NordicTrack didn’t even bother creating a bug-free console before shipping. If you program in a 3 mile run it will calculate your run time based upon your selected speed. If you change your speed in the middle of your run (which happens each time) the time will not adjust to the new speed.
Additionally, if you were to pause a workout, you lose your progress bar – quite literally, the bar of progress tracking your workout would stop progressing. This problem was resolved with a firmware update – which the average consumer would never run nor find.

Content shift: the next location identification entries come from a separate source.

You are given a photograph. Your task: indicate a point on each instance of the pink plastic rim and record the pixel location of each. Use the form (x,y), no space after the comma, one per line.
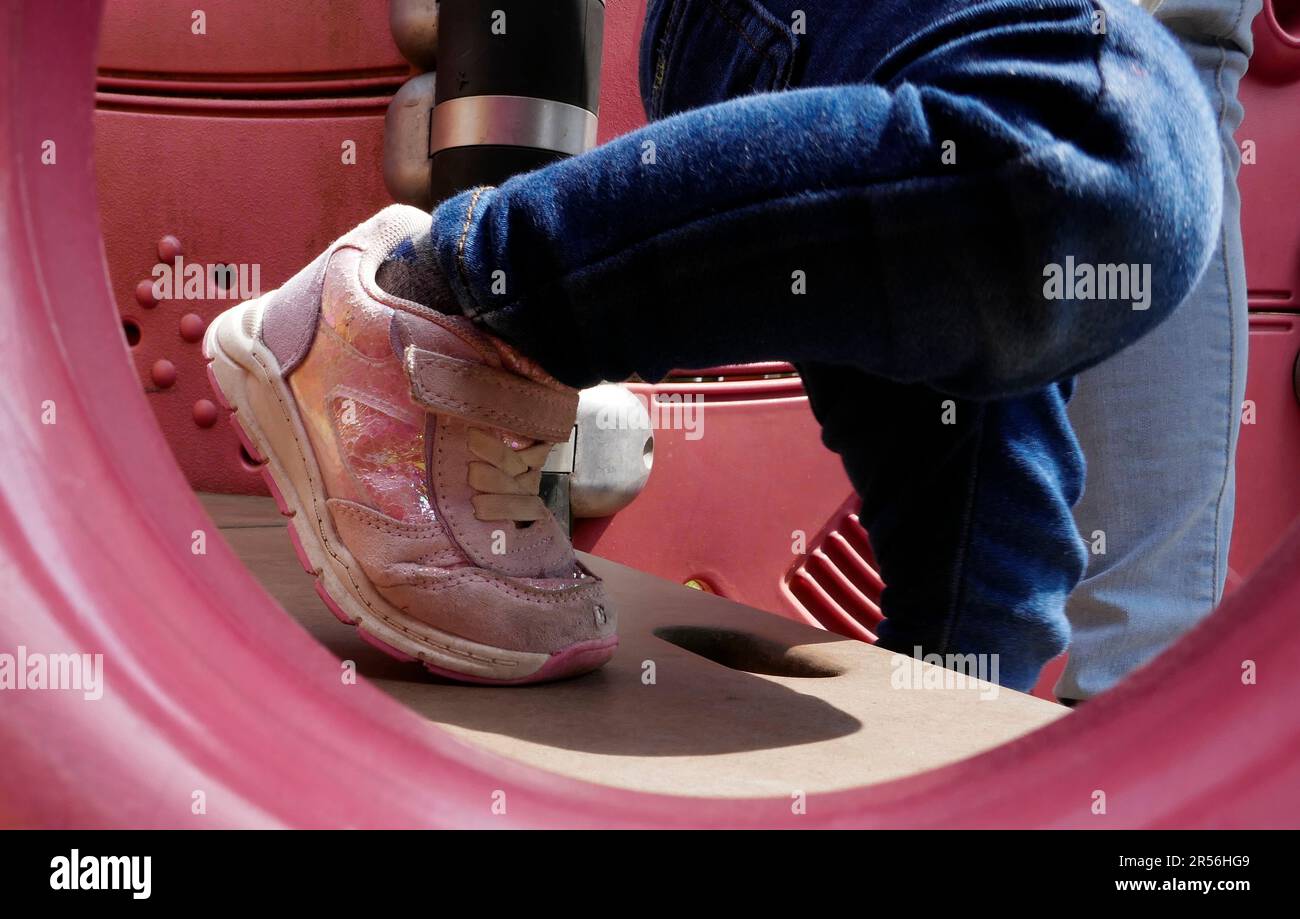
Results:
(219,690)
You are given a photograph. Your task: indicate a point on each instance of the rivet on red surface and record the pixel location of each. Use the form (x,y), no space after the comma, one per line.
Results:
(193,326)
(169,248)
(164,376)
(204,414)
(144,294)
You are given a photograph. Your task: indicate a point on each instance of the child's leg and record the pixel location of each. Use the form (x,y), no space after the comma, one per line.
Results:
(1158,423)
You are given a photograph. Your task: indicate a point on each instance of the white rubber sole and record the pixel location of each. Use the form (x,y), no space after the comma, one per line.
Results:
(247,377)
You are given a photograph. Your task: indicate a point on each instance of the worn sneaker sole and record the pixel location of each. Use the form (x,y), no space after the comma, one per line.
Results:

All of the little technical glitches aside, we assumed that the machine would operate fine mechanically, it was a treadmill after all and we’re not talking about new technology here.
Not so fast.
The tread belt requires constant adjusting. It slides to one side or another, slips, stutters and groans. I found myself adjusting the belt four or five times in the middle of a run – requiring me to stop the workout, grab a tool and get on my hand and knees, sweating and cursing. Thankfully, being out of shape, the frequent adjustments were welcome.
Once I managed to get the slips taken care of, horrible sounds would start coming out of the machine at random. It would be fine for miles and then I would stop and restart and then for no good reason, it screeches like a banshee.
With all of the negatives above, there were some positive attributes carried by the X7i. First the tread deck is plenty long for running. Commenters on the Internet seemed concerned that it was too short but we had no problem stretching our (stubby) legs on the deck.
Also, the deck has good bounce and reflex making it soft, but not too soft. Perfect for running, walking or climbing.
Finally, the incline is INSANE. There’s no doubt you burn five times the number of calories at a 40% incline, the problem is that your legs won’t survive one fifth of the time.
Our final verdict is this . . .
If you want to pay two grand on a treadmill that supposedly does cool things with Google Maps, is well build and mechanically sound, don’t buy a NordicTrack X7i Incline Trainer.
If you like being a first adopter and spending big bucks on products that don’t work very well, then the X7i may be just what you’re looking for.
While we would like to test out some other unique treadmills (are you listening Mobia?) we’re too broke to buy another and too lazy to move this one again.